Read almost any profile of UFC President Dana White, and the eventual thesis emerges: "Love him or hate him, Dana White's a true original, and you can't deny his success." And it's true.
Can you imagine NFL Commissioner Roger Goodell dismissing his critics like this?
"u shouldn't even respond to this douche who doesn't know sh*t about the sport ... never heard of this clown or his website or whatever it is."
There, he's talking about MMA Nation. Which, mind you, represents Luke Thomas, one of the finest MMA writers around, and one of the guys behind SB Nation's Bloody Elbow. So, surely there was a miscommunication, right? Right.

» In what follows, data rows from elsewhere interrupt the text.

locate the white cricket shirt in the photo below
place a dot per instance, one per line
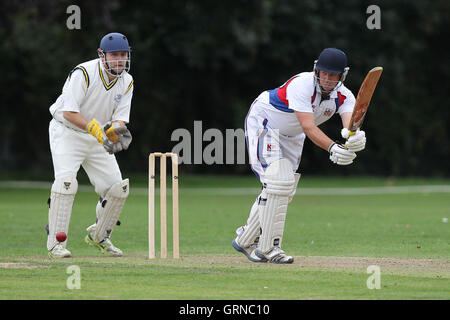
(301, 94)
(87, 90)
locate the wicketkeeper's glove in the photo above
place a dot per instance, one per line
(340, 155)
(119, 137)
(96, 130)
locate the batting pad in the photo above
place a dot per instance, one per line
(280, 184)
(62, 196)
(294, 190)
(251, 230)
(112, 206)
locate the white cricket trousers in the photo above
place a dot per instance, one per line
(71, 149)
(266, 145)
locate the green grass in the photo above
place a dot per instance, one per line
(407, 228)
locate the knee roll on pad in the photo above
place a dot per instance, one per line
(60, 203)
(279, 178)
(109, 211)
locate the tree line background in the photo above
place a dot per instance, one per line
(208, 60)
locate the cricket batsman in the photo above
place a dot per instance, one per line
(87, 129)
(276, 126)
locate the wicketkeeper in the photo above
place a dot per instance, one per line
(88, 127)
(276, 126)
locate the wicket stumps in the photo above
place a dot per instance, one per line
(151, 204)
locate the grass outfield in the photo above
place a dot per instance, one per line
(334, 238)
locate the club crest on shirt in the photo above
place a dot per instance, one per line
(117, 98)
(328, 112)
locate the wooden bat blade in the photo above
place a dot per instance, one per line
(363, 99)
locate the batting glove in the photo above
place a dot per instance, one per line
(340, 155)
(355, 142)
(96, 130)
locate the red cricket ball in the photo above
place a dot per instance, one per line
(61, 236)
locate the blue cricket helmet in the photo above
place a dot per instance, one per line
(114, 42)
(332, 60)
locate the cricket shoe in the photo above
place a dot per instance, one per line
(59, 251)
(248, 251)
(276, 255)
(105, 246)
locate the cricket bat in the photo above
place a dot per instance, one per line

Turns out, Dana White had misinterpreted a tweet from a fan to MMA Nation:
Luke Thomas responded with this:
...But Dana White obviously thought that Thomas was the one attacking him. And then the controversy started. "Did Dana White just attack one of the best MMA writers on the internet?" It sure looked that way.
But while White is often portrayed by critics as an inflexible egomaniac, dictatorial in style, and prone to favoritism, here, he showed class. Dana White-style class, but pretty awesome nonetheless:
I am sorry for going off and saying bad shit. You know me! Sifting through shit talk and reacted. Sorry. ... Yes I am sorry I got crazy on mma nation I misunderstood and always give it right back here.
Say what you want about how he apologized, but most people in his situation wouldn't have been so open about saying, "You know what? I screwed up." But he did. And when Luke Thomas extended an invite for Dana to appear on his radio show, White obliged:
yes since I was a dick by mistake.
Ninety-five percent of you are probably impossibly confused by now--because you have no idea who these people are, or you have no idea what Twitter is--but this is a textbook example of why Dana White is so good at his job. He's rough around the edges, and as the UFC seeks mainstream credibility, that's possibly a problem. But at the end of the day, he's as transparent an executive as you'll find anywhere in sports.
He didn't have to apologize for his mistake in front of his 1,000,000-plus Twitter followers, he didn't have to reach out to MMA Nation to apologize directly, and he didn't have to accept the radio interview. But he did all those things because he carries himself like a regular person, and last night, he was regular person that'd screwed up.
All things considered, that's pretty cool, and the sort of quality that inspires intense loyalty among fans, and genuine respect, even among critics. Love him or hate him, he's an original.